By: Jason Lake
The 2016 World Series of Poker Main Event is coming down to the November Nine, and if it hadn't been for an incredibly bad beat, Shane Warne might have been among them. The former Australian cricket star was sitting on a decent 100K stack early in Day 2C when he was dealt pocket Aces – and had them cracked by King-Queen offsuit. On the very next hand, Warne was dealt Aces again. They got cracked, too, by pocket Sixes.
“Never been so angry in my life,” Warne tweeted soon after. But look at the bright side: He didn't get his Aces cracked by pocket Aces, like Conor Drinan did at the inaugural $1-million Big One for One Drop in 2014. At the time, ESPN's Lon McEachern said it might have been “the worst beat in the history of tournament poker.” Given the money that was at stake, it's hard to argue.
Then again, imagine getting your quad Aces cracked. That's what happened to Motoyuki Mabuchi at the 2008 WSOP Main Event. Mabuchi had a set of Aces when the Ace of Diamonds showed up on the river; he got it all in, only to be shown a royal flush by Justin Philips. The odds of that happening are something like 2.7 billion to one.
At least Mabuchi took it well, even if he nearly fell over stunned as he left the table. Two years later, the Bad Beat Express flattened Matt Affleck at the WSOP Main Event. With the final table in sight, Affleck was dealt Pocket Rockets. Jonathan Duhamel was dealt two Jacks. All the money went in on the turn, Duhamel made a straight on the river, and Affleck doubled over like he'd been kicked in the stomach.
Cry Me a River
This is all part of what makes the One Drop and the Main Event so special. With all that money and prestige at stake, every hand increases dramatically in importance. There was a 21% chance that Duhamel was going to win that hand on the river, but Affleck was this close to making the November Nine. Duhamel, of course, went on to win the Main Event and nearly $9 million in prize money.

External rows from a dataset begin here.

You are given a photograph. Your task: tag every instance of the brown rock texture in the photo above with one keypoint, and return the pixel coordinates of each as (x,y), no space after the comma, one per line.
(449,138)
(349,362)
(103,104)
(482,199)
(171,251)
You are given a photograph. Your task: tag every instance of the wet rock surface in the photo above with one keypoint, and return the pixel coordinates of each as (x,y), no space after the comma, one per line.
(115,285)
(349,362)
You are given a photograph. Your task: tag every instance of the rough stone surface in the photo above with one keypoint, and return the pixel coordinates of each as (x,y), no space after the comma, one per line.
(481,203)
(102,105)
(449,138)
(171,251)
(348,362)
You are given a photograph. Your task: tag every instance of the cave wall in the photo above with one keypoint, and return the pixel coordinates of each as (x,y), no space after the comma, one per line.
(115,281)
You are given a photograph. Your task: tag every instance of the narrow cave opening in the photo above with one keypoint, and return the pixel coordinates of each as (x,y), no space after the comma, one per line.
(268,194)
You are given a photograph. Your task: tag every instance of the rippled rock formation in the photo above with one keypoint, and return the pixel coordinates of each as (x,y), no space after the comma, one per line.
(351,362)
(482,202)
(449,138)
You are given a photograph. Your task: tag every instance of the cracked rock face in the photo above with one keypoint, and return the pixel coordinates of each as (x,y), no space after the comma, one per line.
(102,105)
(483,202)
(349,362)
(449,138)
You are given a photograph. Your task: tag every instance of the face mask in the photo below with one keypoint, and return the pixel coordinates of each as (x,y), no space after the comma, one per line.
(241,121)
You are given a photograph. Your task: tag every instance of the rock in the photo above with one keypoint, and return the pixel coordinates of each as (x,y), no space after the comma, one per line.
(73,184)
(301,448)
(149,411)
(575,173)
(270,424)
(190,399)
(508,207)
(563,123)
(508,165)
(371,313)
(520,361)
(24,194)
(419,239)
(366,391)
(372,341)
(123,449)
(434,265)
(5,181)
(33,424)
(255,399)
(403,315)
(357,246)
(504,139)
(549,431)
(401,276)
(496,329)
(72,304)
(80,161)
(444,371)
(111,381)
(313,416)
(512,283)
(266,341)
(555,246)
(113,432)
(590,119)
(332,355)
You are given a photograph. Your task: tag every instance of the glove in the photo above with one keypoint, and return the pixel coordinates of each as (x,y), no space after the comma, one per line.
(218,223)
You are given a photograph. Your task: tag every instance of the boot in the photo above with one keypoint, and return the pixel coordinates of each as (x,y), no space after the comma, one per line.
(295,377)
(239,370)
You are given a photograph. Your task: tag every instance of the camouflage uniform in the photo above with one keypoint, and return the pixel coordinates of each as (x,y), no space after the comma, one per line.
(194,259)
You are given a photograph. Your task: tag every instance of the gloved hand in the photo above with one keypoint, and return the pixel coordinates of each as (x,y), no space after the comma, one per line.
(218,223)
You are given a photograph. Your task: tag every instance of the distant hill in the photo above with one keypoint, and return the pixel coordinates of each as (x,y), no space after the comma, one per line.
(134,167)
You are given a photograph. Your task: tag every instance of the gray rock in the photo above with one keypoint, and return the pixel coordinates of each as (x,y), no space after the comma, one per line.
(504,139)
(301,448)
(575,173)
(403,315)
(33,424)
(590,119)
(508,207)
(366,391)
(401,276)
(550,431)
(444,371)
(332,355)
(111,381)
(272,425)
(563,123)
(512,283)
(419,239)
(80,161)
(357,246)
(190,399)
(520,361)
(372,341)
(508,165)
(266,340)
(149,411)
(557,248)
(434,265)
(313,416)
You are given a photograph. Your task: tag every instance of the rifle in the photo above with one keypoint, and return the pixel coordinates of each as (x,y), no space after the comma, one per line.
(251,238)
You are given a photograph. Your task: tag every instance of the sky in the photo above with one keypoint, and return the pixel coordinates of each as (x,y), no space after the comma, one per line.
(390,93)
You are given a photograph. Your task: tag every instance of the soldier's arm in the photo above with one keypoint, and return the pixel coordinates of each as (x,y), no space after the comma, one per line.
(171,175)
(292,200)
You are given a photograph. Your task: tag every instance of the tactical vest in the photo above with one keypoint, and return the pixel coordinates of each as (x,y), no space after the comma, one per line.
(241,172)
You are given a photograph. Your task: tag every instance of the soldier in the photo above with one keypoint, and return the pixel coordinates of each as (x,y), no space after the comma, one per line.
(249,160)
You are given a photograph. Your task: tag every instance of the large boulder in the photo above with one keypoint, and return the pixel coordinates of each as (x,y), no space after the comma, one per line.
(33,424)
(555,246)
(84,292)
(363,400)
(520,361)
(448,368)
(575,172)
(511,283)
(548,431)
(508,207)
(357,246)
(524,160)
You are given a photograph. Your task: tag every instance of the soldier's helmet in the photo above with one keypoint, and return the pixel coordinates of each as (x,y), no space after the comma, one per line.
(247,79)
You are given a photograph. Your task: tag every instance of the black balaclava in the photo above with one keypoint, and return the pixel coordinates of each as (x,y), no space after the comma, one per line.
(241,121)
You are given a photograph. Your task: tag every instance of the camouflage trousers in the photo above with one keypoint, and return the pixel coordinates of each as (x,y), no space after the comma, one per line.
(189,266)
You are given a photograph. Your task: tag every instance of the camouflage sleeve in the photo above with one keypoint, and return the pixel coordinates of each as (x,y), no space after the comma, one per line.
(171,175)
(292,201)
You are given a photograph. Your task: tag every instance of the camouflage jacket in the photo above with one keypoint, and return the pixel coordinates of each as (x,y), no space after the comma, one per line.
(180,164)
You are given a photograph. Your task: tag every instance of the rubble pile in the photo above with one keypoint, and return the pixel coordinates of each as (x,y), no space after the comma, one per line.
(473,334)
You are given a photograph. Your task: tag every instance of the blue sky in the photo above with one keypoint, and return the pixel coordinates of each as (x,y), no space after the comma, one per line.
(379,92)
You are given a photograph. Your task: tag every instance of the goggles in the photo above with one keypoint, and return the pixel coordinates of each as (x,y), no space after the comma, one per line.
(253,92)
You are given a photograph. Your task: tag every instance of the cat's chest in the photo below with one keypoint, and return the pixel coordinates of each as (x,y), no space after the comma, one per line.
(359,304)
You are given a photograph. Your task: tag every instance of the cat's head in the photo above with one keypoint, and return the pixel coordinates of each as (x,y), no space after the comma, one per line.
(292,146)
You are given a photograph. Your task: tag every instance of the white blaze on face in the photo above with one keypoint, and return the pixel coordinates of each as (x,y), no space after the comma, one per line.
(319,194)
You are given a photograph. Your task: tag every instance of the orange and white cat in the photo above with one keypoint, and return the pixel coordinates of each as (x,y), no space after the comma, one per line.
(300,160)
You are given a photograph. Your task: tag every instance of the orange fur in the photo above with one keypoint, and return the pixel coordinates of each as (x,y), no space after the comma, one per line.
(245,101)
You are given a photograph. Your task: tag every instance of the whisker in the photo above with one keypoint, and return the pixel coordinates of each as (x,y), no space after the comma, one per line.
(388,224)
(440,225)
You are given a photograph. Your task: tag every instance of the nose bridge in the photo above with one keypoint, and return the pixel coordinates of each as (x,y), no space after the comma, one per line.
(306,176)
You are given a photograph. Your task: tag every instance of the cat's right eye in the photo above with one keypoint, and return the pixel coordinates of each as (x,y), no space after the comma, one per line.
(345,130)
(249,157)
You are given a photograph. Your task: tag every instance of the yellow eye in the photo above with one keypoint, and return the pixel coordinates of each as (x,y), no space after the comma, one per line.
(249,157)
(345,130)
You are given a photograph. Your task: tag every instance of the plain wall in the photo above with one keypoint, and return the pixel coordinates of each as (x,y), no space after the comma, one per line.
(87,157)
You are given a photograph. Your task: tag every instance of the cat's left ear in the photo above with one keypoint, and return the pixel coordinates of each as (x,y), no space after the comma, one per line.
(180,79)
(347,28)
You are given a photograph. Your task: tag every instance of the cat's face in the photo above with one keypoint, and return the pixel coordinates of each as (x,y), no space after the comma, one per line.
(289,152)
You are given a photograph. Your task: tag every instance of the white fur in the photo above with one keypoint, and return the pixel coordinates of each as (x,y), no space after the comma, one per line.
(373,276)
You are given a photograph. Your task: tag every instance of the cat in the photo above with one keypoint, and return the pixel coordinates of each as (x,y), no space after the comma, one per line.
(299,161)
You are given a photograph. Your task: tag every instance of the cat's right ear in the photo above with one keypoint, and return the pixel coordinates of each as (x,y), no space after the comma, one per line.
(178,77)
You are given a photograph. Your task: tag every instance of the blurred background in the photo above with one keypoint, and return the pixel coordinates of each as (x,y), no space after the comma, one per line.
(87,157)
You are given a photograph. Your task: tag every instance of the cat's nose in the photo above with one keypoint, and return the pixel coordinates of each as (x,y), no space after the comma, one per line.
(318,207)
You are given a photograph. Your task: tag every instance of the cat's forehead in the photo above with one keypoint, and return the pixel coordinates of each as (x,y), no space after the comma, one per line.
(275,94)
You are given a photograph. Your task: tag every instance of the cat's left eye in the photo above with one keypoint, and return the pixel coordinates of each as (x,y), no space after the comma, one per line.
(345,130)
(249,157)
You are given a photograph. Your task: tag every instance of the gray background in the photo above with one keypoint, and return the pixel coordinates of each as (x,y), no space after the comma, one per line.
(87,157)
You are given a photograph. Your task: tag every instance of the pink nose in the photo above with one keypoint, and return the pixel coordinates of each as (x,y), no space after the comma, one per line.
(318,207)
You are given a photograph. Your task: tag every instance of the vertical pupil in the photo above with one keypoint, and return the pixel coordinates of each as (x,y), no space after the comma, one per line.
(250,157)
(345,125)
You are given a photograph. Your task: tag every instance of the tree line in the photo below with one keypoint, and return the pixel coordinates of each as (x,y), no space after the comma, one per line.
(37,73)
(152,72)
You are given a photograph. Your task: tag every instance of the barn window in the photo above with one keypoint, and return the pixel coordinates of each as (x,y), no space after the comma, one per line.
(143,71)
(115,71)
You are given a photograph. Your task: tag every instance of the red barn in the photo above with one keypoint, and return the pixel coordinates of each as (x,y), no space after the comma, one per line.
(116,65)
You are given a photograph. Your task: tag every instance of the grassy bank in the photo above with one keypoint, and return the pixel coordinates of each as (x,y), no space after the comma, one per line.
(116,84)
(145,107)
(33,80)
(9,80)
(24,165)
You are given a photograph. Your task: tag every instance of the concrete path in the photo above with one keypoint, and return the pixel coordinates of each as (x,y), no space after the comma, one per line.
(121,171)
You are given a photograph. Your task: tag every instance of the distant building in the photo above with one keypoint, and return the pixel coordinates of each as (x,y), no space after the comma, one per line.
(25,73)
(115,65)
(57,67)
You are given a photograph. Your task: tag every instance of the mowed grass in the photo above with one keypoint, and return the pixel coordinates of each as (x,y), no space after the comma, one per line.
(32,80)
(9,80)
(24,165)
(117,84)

Affleck? No need to feel too sorry: He finished 15th for a consolation prize of $500,000. And he's done quite well for himself since, including a third-place finish at this year's WSOP $1,500 No Limit Hold'em event. Drinan has earned north of $7 million since his Aces got cracked by Aces. Even Mabuchi went on to cash nine more times at the WSOP. Life goes on.